It’s the ultimate easier-said-than-done advice: Be more creative. But now more than ever, bosses want employees who can dream up novel solutions and new ways to keep their revenue sheet in the red.

So how do you think more creatively? Here are six solid starting points:

Shut up and Listen 

Ambient noise can be a great inspiration. The sounds of New York City were the inspiration behind the game-changing music of the Talking Heads, for example. It’s all about the right level of noise. According to a study in the Journal of Consumer Research, people working in a level of noise equal to what you’d hear in a coffee shop came up with more innovative solutions to tough problems.

Keep Barreling Through 

When facing a difficult problem, the left side of your brain goes to work looking for the most logical answer. When one isn’t readily apparent, you’ll reach the frustration phase, finds research in Psychological Science. That’s when you’ll want to quit. Don’t—the frustration signals it’s time to switch to the right side of the brain and consider the problem from a creative perspective.
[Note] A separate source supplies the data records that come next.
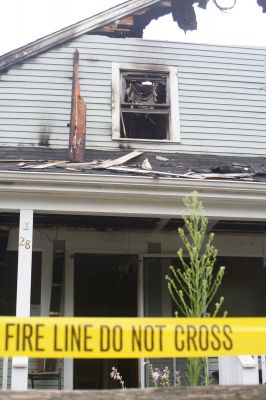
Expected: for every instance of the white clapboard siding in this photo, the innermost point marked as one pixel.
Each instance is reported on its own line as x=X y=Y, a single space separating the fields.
x=222 y=95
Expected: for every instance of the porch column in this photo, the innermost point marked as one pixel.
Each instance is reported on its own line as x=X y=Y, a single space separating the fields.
x=19 y=378
x=239 y=370
x=69 y=312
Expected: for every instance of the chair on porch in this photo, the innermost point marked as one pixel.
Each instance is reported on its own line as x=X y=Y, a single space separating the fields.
x=47 y=369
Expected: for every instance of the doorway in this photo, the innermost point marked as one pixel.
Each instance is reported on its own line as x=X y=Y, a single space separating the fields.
x=105 y=286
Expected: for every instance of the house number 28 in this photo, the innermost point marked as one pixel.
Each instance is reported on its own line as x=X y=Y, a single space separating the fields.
x=24 y=243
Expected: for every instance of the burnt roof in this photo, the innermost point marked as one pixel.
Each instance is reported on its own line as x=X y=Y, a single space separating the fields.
x=124 y=20
x=171 y=165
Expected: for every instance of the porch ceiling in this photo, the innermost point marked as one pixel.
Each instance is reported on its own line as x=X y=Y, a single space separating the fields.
x=231 y=188
x=107 y=223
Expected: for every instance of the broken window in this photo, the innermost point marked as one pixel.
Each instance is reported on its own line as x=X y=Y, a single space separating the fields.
x=145 y=103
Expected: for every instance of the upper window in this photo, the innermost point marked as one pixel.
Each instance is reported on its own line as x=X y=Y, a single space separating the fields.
x=145 y=102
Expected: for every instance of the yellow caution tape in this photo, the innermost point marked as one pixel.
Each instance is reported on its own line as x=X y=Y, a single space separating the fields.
x=131 y=337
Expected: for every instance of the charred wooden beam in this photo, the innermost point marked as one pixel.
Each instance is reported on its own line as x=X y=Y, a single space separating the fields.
x=77 y=135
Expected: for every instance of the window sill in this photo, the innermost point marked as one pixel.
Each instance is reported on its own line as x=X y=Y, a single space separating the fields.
x=146 y=140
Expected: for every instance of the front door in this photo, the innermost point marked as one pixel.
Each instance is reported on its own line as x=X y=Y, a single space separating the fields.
x=105 y=286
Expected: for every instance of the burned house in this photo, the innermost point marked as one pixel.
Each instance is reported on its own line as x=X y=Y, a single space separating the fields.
x=102 y=135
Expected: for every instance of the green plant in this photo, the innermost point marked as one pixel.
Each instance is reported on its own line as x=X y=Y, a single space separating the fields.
x=194 y=284
x=115 y=375
x=161 y=378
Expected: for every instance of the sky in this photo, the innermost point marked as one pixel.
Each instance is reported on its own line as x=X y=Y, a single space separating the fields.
x=23 y=21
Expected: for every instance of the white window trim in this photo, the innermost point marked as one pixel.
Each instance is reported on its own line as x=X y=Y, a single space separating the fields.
x=174 y=121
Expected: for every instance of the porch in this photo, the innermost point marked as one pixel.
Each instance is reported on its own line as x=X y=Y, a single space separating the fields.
x=115 y=266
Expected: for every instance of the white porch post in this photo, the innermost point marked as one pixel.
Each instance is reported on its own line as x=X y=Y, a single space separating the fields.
x=19 y=378
x=239 y=370
x=69 y=312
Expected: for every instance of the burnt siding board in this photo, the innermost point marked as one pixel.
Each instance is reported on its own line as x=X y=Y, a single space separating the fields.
x=221 y=95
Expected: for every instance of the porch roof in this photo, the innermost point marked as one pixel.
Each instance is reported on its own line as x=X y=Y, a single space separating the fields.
x=153 y=194
x=153 y=164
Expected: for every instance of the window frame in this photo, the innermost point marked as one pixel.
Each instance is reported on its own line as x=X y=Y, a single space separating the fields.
x=173 y=135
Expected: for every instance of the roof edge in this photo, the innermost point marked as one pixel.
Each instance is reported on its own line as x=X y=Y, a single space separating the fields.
x=72 y=31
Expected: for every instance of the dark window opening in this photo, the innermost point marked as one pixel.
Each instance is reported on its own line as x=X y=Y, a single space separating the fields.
x=145 y=105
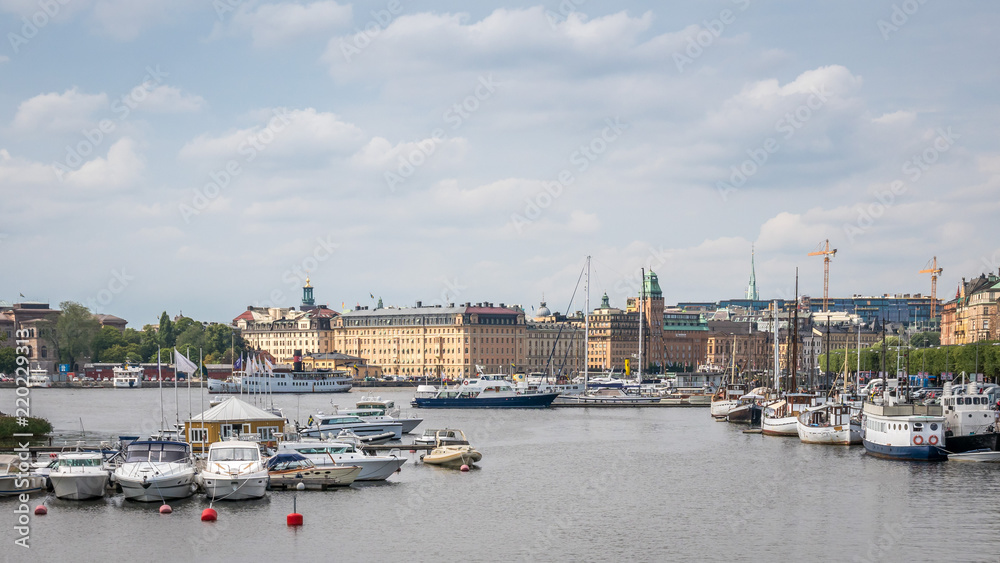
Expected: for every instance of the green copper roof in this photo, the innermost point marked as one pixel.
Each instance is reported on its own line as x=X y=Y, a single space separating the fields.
x=651 y=285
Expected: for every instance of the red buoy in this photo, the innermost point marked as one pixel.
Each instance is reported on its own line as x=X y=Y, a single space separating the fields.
x=209 y=515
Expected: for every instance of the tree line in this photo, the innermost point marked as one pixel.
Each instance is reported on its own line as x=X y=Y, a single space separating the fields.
x=80 y=336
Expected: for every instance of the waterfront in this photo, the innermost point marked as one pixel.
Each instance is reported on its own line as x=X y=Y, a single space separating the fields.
x=554 y=484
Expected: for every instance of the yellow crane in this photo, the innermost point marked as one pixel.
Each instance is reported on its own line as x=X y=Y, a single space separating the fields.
x=826 y=253
x=933 y=270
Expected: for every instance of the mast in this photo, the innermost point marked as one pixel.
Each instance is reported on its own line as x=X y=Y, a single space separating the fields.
x=586 y=330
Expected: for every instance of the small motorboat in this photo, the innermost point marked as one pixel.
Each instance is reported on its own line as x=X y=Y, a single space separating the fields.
x=79 y=476
x=234 y=471
x=288 y=469
x=454 y=453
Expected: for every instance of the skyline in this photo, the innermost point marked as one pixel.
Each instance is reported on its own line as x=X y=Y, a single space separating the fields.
x=204 y=157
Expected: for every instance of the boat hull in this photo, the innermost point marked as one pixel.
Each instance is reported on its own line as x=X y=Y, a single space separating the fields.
x=905 y=453
x=79 y=486
x=538 y=401
x=158 y=489
x=783 y=426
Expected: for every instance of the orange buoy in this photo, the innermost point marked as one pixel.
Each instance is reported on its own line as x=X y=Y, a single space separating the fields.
x=209 y=515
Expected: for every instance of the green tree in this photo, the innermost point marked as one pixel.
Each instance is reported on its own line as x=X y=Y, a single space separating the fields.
x=76 y=329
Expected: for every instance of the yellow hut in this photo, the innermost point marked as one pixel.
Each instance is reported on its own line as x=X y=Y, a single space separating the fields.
x=231 y=418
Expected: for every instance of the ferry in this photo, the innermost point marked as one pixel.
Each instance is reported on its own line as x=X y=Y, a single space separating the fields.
x=485 y=391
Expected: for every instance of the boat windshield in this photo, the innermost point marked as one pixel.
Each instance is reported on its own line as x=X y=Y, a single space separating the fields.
x=161 y=453
x=233 y=454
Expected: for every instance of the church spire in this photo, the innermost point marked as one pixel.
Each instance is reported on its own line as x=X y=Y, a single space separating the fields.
x=752 y=286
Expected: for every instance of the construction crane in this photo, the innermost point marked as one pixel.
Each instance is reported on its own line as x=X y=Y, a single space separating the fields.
x=826 y=253
x=933 y=271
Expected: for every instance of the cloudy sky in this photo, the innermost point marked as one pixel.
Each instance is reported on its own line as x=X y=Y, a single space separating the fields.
x=196 y=156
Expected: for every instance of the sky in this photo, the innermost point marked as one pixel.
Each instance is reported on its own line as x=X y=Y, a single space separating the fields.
x=198 y=157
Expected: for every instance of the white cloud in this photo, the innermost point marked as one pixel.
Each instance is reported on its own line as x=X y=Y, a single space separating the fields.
x=122 y=168
x=68 y=111
x=275 y=24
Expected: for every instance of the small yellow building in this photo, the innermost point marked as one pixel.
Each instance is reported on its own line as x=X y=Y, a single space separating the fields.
x=231 y=418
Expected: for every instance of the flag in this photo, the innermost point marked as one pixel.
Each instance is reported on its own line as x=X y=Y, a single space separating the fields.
x=182 y=364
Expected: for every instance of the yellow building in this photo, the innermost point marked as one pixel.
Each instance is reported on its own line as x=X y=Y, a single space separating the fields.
x=231 y=418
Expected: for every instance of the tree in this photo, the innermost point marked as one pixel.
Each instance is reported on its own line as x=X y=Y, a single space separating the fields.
x=76 y=329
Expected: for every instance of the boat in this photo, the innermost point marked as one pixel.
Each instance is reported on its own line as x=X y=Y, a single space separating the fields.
x=830 y=423
x=127 y=377
x=376 y=409
x=898 y=429
x=156 y=471
x=970 y=418
x=79 y=475
x=13 y=481
x=781 y=417
x=234 y=470
x=484 y=391
x=344 y=452
x=289 y=469
x=453 y=453
x=322 y=425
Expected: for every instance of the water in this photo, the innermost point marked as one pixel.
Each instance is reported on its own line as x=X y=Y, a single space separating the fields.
x=554 y=485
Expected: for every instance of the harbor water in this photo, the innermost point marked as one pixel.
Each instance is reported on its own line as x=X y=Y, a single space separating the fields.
x=653 y=484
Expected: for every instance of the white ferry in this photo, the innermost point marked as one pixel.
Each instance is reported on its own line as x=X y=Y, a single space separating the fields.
x=127 y=377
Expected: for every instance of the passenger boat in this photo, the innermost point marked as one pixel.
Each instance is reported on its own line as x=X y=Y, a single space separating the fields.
x=127 y=377
x=156 y=471
x=289 y=469
x=79 y=475
x=831 y=424
x=15 y=482
x=970 y=418
x=234 y=470
x=900 y=430
x=485 y=391
x=453 y=453
x=345 y=451
x=781 y=417
x=322 y=425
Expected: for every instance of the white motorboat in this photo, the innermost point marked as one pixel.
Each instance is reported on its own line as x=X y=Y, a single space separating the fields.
x=830 y=423
x=234 y=470
x=322 y=425
x=127 y=377
x=14 y=481
x=156 y=471
x=79 y=476
x=345 y=452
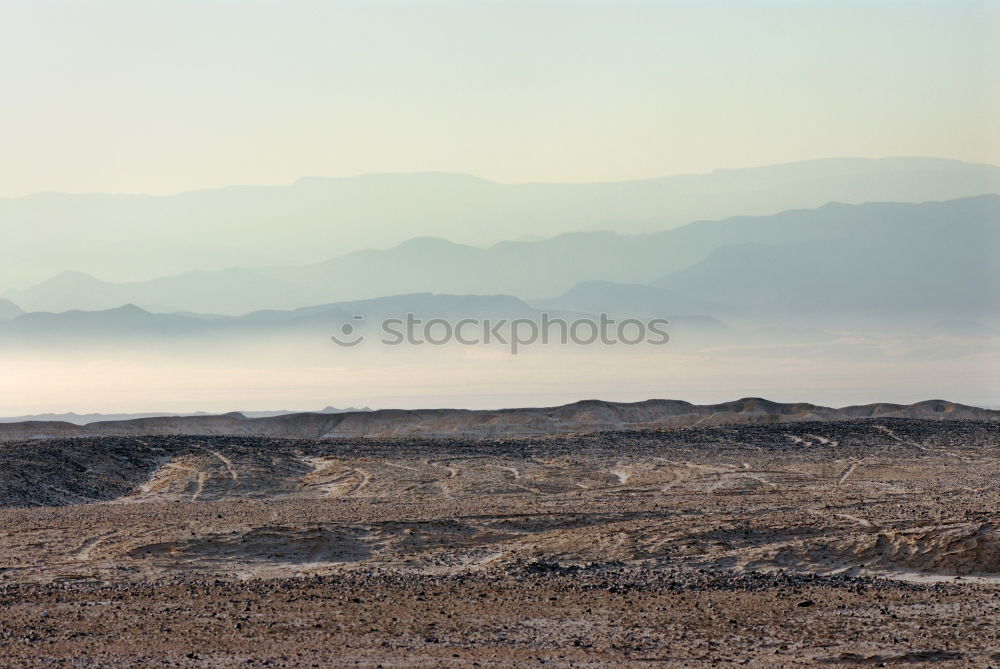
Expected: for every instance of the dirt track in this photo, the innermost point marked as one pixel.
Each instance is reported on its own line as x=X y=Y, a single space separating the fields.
x=862 y=542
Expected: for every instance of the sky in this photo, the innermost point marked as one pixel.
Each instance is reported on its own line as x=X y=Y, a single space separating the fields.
x=161 y=97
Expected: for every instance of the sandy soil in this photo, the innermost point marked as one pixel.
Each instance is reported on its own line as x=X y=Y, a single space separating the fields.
x=870 y=542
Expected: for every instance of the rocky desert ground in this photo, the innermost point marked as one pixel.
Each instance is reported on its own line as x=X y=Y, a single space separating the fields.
x=868 y=541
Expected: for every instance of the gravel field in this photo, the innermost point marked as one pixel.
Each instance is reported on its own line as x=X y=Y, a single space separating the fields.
x=870 y=542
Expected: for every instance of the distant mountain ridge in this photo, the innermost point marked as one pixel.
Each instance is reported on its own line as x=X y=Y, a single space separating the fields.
x=84 y=419
x=935 y=256
x=128 y=237
x=584 y=416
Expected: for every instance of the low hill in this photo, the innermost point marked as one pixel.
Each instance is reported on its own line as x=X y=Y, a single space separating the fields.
x=584 y=416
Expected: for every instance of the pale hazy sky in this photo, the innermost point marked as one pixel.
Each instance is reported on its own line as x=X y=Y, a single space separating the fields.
x=164 y=96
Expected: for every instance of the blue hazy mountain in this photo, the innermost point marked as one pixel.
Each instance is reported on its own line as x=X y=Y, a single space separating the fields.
x=937 y=257
x=132 y=237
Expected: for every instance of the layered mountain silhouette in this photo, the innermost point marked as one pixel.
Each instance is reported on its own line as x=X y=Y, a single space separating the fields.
x=9 y=310
x=121 y=237
x=934 y=259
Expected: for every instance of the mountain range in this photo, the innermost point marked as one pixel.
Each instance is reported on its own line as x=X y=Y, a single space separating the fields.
x=930 y=260
x=137 y=237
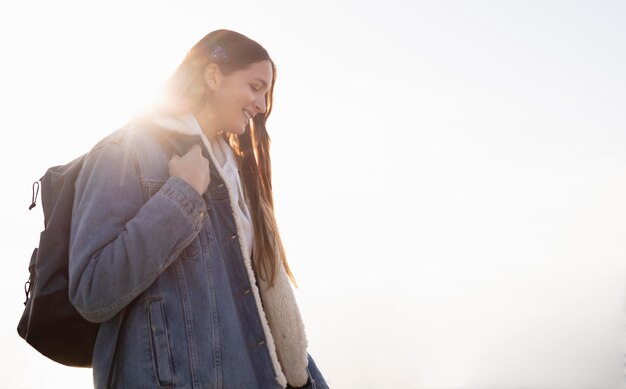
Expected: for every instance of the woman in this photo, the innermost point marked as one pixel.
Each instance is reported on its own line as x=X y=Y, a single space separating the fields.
x=174 y=246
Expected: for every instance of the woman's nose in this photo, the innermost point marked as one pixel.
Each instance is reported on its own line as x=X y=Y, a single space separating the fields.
x=261 y=105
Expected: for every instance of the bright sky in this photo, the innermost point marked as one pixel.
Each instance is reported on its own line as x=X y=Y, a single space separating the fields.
x=450 y=176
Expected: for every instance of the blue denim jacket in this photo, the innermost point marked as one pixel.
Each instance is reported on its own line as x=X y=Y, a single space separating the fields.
x=160 y=267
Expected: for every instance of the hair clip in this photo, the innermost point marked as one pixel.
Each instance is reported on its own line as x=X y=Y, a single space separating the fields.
x=218 y=51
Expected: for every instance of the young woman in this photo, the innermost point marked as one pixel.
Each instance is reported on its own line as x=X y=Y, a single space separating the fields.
x=174 y=246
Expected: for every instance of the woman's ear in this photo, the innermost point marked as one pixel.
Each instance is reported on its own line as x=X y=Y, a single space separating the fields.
x=212 y=76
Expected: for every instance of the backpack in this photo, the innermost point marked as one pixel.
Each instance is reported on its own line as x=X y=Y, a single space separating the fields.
x=50 y=323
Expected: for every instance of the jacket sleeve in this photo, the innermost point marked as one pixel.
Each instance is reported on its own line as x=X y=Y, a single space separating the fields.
x=120 y=243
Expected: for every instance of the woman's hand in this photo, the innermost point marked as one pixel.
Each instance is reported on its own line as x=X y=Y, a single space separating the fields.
x=193 y=168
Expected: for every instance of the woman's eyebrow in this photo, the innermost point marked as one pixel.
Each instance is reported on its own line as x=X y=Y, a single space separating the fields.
x=263 y=83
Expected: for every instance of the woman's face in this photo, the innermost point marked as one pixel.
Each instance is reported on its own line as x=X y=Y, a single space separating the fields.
x=239 y=96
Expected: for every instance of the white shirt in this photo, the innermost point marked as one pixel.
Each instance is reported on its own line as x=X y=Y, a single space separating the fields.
x=226 y=164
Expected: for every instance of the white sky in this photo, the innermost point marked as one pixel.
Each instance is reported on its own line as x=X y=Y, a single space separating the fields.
x=450 y=176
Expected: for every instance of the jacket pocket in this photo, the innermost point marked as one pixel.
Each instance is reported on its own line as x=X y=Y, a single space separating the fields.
x=159 y=342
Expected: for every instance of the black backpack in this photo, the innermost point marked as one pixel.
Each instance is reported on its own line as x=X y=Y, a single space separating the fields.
x=50 y=323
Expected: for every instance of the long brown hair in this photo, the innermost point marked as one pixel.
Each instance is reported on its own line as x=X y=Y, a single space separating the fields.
x=185 y=91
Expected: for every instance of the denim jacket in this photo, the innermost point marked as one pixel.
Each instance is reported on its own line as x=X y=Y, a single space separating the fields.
x=163 y=270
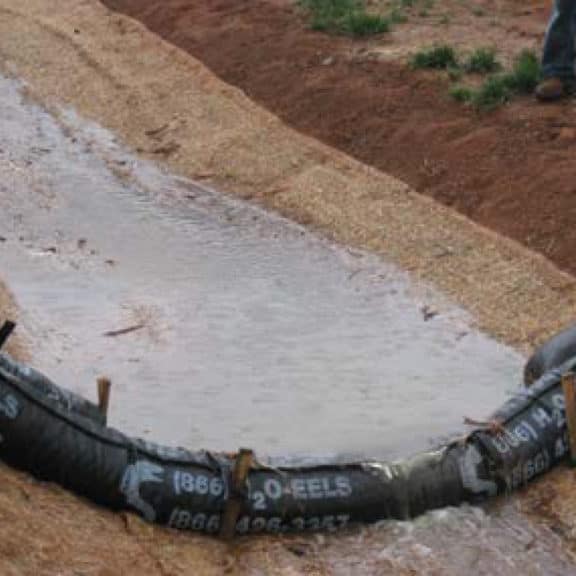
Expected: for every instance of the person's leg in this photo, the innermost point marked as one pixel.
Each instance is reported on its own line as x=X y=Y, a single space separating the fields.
x=558 y=54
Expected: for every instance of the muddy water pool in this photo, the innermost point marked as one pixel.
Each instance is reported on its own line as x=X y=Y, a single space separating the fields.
x=254 y=332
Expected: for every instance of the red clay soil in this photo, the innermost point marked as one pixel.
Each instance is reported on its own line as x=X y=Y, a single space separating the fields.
x=513 y=170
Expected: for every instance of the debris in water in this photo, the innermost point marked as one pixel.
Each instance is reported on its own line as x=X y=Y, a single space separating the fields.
x=123 y=331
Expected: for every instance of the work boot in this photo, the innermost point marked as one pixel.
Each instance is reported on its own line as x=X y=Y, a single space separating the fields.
x=554 y=88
The switch from left to right is what causes a “eureka” moment.

Have the Blues

Studies show the colour blue calls to mind peace, tranquility, and open space. You probably can’t repaint your office, but a blue picture could help you think more creatively. But steer clear of one colour: According to a study from the University of British Colombia, red rooms make people think about danger, mistakes, and caution.

Talk to Someone New

Pixar offers improv classes to all employees from security guards to executives, has centralized bathrooms, and makes it a point to have animators working on technical scenes sit near actual computer scientists. Why? Diverse groups spark creativity. Start by brainstorming on your own, then run your ideas past someone who isn’t involved and can give you a fresh perspective, like your girlfriend or a friend in a different field.

Think Like Your Kid

As parts of your brain mature, you stop thinking about creating things and focus more on what people will say about your creation. In a study people came up with twice as many creative solutions to problems when instructed to pretend they were 7 years old and write an essay about what they would do with a day off from school. Instead of planning your dream day, take a piece of paper, cut it in half and focus on bringing the two halves together on your desk. Sounds silly? Sure. But it works. Research shows the literal act of “putting two and two together” promotes creative problem-solving.

Take a Hike
If you’re in a positive mood—not stomping around your office in cranky rage—your brain is more likely to think creatively, shows research in Psychological Science. If you’re stuck in your cube, try listening to a peppy Mozart piece—researchers found this was the most effective mood lifter.